For instance, Home Equity Conversion Mortgage professionals could still receive a Federal Housing Administration case number through the FHA Connection software. The Home Equity Reverse Mortgage Information Technology (HERMIT) system would also remain operational, while borrowers would continue to receive payments and mortgage insurance premium refunds. Additionally, lenders would still be required to submit monthly MIP, as well as upfront mortgage insurance premiums for new endorsements.
But as in previous years, all HECM endorsements would come to a halt for the duration of the shutdown, and HUD and FHA officials warned that substantially reduced staffing levels could create delays with the ongoing functions that survive. Of the 7,797 HUD employees on staff, 289 would have been allowed to report to work, with most of the remainder barred from performing their jobs.
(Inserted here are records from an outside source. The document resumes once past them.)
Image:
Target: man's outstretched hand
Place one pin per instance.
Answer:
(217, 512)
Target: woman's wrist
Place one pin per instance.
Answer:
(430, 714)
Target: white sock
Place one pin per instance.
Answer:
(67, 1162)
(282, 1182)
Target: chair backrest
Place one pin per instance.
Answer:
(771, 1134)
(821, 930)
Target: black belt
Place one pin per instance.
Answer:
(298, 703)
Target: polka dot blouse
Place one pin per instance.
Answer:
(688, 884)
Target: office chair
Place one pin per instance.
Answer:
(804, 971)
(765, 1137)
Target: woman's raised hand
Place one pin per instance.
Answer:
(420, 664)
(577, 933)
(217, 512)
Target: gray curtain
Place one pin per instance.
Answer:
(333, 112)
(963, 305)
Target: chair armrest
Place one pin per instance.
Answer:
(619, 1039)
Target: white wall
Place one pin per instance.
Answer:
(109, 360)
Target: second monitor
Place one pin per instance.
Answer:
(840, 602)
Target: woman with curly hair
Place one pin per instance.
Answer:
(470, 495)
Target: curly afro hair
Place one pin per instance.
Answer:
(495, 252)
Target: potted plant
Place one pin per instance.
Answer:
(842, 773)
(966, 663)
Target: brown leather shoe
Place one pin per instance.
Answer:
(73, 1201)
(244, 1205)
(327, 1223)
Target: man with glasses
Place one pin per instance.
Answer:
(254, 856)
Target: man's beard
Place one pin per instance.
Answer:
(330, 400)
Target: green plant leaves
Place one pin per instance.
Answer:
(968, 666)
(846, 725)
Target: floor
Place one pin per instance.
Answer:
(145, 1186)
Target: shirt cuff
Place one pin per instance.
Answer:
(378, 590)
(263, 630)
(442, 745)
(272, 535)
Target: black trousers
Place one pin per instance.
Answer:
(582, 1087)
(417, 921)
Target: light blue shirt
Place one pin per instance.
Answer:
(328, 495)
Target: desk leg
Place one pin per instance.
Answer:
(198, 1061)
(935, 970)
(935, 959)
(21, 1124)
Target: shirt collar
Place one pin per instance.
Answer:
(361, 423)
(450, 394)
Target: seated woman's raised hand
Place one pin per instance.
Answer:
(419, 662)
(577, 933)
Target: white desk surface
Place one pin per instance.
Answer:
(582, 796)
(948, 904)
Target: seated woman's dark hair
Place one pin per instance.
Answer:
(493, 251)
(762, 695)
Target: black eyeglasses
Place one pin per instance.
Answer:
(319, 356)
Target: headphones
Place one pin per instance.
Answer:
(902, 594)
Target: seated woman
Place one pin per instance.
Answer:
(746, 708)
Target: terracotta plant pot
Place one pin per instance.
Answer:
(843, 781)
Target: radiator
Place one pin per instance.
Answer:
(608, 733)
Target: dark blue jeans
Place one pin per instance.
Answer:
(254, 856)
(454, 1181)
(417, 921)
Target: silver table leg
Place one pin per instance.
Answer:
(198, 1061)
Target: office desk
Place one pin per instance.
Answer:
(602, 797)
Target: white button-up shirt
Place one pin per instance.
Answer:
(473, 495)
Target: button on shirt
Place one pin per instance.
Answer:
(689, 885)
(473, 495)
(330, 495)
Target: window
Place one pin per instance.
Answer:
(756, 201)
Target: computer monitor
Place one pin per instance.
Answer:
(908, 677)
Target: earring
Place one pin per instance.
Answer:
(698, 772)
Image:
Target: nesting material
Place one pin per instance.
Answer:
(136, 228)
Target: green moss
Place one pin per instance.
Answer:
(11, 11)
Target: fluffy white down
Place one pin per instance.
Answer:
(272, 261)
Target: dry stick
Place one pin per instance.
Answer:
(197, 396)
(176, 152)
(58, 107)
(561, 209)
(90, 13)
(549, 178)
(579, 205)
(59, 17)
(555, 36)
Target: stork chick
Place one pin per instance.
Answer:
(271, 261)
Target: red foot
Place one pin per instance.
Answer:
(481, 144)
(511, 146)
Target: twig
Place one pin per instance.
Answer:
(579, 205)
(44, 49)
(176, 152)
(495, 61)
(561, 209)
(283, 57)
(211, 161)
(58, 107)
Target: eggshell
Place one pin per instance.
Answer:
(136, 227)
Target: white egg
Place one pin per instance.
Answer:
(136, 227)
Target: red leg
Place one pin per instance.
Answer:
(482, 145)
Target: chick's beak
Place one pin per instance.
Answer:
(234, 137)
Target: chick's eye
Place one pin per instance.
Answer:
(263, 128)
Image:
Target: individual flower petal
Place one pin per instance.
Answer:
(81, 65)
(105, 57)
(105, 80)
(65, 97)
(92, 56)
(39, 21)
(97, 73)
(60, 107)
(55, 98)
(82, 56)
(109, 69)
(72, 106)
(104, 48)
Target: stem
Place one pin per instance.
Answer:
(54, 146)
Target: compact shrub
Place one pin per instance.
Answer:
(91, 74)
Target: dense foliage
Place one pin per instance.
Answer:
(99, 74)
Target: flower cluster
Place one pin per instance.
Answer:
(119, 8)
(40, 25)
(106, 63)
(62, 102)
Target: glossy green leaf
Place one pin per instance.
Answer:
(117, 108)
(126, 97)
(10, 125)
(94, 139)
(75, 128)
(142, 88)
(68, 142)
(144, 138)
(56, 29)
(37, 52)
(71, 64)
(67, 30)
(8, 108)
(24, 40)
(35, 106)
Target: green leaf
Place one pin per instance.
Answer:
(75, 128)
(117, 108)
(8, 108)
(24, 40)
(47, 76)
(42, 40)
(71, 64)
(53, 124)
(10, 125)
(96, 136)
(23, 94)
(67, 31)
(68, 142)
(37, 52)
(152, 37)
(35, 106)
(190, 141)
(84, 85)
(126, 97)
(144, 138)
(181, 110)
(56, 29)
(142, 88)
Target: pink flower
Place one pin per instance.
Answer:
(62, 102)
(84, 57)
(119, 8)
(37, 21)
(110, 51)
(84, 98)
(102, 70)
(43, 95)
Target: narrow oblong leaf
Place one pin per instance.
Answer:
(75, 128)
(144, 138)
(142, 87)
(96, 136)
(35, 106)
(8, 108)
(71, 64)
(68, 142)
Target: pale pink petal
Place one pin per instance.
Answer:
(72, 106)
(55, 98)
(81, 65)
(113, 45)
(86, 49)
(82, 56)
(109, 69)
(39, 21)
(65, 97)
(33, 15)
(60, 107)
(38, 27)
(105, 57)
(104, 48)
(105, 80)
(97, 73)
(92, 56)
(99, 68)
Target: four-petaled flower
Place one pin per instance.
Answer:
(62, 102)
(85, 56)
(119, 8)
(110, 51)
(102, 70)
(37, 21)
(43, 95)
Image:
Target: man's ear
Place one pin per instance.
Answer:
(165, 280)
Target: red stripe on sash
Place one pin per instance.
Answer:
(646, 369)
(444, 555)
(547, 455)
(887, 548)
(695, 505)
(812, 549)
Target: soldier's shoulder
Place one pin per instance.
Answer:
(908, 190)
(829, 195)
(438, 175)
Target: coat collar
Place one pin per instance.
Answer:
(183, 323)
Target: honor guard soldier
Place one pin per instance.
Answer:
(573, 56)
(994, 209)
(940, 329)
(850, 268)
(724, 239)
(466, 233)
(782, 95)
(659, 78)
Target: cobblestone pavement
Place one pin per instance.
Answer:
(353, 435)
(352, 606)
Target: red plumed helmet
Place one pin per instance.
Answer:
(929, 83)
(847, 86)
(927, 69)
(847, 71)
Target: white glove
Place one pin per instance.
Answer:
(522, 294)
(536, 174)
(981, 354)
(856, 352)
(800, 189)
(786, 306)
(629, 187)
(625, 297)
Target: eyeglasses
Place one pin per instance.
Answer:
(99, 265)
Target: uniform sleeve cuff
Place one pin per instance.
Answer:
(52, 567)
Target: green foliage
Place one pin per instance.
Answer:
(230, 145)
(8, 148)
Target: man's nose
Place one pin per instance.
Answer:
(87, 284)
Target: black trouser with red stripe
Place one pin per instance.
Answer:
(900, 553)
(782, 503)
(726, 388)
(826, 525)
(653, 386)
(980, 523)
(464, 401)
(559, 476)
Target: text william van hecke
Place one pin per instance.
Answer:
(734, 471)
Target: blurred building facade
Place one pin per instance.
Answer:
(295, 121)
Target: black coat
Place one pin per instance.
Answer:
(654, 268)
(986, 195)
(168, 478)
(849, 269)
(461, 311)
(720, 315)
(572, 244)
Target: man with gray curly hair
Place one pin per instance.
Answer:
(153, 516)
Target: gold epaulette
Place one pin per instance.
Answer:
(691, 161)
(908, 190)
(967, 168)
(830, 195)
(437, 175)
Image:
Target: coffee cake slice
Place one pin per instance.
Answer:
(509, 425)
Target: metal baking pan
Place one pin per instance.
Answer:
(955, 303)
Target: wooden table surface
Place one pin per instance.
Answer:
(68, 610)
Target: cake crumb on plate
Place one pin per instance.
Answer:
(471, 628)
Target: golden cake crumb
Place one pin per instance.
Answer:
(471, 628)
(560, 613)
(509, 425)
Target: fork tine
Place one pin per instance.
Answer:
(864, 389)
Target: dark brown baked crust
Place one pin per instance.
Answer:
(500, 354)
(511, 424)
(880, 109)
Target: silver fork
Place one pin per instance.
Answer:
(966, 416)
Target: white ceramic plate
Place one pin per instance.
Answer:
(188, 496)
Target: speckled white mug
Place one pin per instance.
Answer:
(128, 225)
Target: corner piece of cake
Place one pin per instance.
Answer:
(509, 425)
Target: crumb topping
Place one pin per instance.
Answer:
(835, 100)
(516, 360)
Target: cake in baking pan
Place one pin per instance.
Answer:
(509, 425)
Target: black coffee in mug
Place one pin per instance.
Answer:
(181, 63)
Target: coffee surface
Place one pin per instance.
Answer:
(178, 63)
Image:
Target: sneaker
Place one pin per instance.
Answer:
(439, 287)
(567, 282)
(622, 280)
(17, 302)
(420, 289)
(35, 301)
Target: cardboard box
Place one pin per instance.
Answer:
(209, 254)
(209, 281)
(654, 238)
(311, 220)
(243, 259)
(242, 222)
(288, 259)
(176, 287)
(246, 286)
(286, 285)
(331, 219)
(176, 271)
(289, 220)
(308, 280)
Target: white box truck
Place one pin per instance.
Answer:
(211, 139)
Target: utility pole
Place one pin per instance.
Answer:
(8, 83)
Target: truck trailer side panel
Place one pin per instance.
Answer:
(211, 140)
HUD did note that a certain portion of 954 additional employees could be called into work “on an intermittent basis,” but their work would be limited to operations deemed essential and ongoing.
Secondary-market continuity
While Ginnie Mae, which oversees the HECM-backed securities (HMBS) marketplace, was also forced to temporarily reduce staffing levels during the brief shutdown, its operations would have gone on largely uninterrupted had the situation gone on for multiple workdays.
“Importantly, Ginnie Mae will continue to remit timely payment of principal and interest to investors,” the government corporation said in a statement released Monday, before Congress struck a temporary deal. “There will also be no disruption of essential functions like the granting of commitment authority and support for continued issuance of Ginnie Mae-guaranteed Mortgage Backed Securities (MBS) and REMICs.”
Of course, the industry could potentially face another shutdown soon: The Senate deal only funds the government through February 8, and the fate of a long-term budget solution remains tied up with the controversial Deferred Action for Childhood Arrivals (DACA) immigration program.
The three-day shutdown of early 2018 pales in comparison to the previous government funding lapse, which lasted from October 1 to October 17, 2013.